A replicable method for blood glucose control in critically Ill patients

CONTEXT:To ensure interpretability and replicability of clinical experiments, methods must be adequately explicit and should elicit the same decision from different clinicians who comply with the study protocol. OBJECTIVE:The objective of this study was to determine whether clinician compliance with protocol recommendations exceeds 90%. DESIGN:We developed an adequately explicit computerized protocol (eProtocol-insulin) for managing critically ill adult patient blood glucose. We monitored clinician compliance with eProtocol-insulin recommendations in four intensive care units in four hospitals and compared blood glucose distributions with those of a simple clinical guideline at one hospital and a paper-based protocol at another. All protocols and the guideline used intravenous insulin and 80 to 110 mg/dL (4.4–6.1 mmol/L) blood glucose targets. SETTING:The setting for this study was four academic hospital intensive care units.

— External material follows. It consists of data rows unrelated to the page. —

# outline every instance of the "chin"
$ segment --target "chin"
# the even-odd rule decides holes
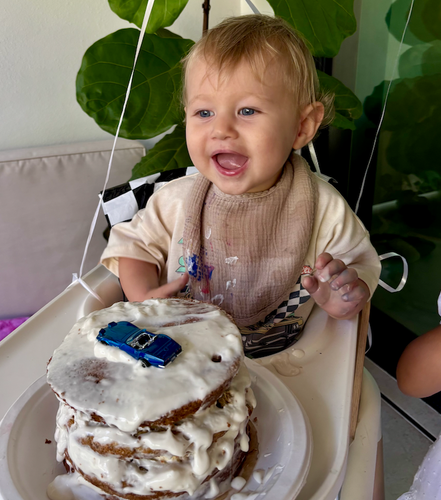
[[[249,191],[246,188],[241,188],[240,186],[226,186],[221,182],[213,182],[213,184],[220,189],[224,194],[229,195],[241,195],[248,193]]]

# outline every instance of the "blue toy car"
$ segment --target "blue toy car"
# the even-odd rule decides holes
[[[107,328],[101,328],[96,338],[141,360],[146,367],[164,368],[182,351],[181,346],[168,335],[150,333],[129,321],[112,321]]]

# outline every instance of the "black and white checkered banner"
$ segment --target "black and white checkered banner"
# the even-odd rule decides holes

PATIENTS:This study included critically ill adults requiring intravenous insulin. INTERVENTION:Intervention used in this study was a bedside computerized protocol for managing blood glucose. MAIN OUTCOME MEASURE:The main outcome measure was clinician compliance with eProtocol-insulin recommendations. RESULTS:The number of patients was 31 to 458 and the number of blood glucose measurements was 2,226 to 19,925 among the four intensive care units. Clinician compliance with eProtocol-insulin recommendations was 91% to 98%. Blood glucose distributions were similar in the four hospitals (generalized linear model p = .18). Compared with the simple guideline, eProtocol-insulin glucose measurements within target increased from 21% to 39%, and mean blood glucose decreased from 142 to 115 mg/dL (generalized linear model p < .001). Compared with the paper-based protocol, eProtocol-insulin glucose measurements within target increased from 28% to 42%, and mean blood glucose decreased from 134 to 116 mg/dL (generalized linear model p = .001). CONCLUSIONS:The 91% to 98% clinician compliance indicates eProtocol-insulin is an exportable instrument that can establish a replicable experimental method for clinical trials of blood glucose management in critically ill adults. Control of blood glucose was better with eProtocol-insulin than with a simple clinical guideline or a paper-based protocol.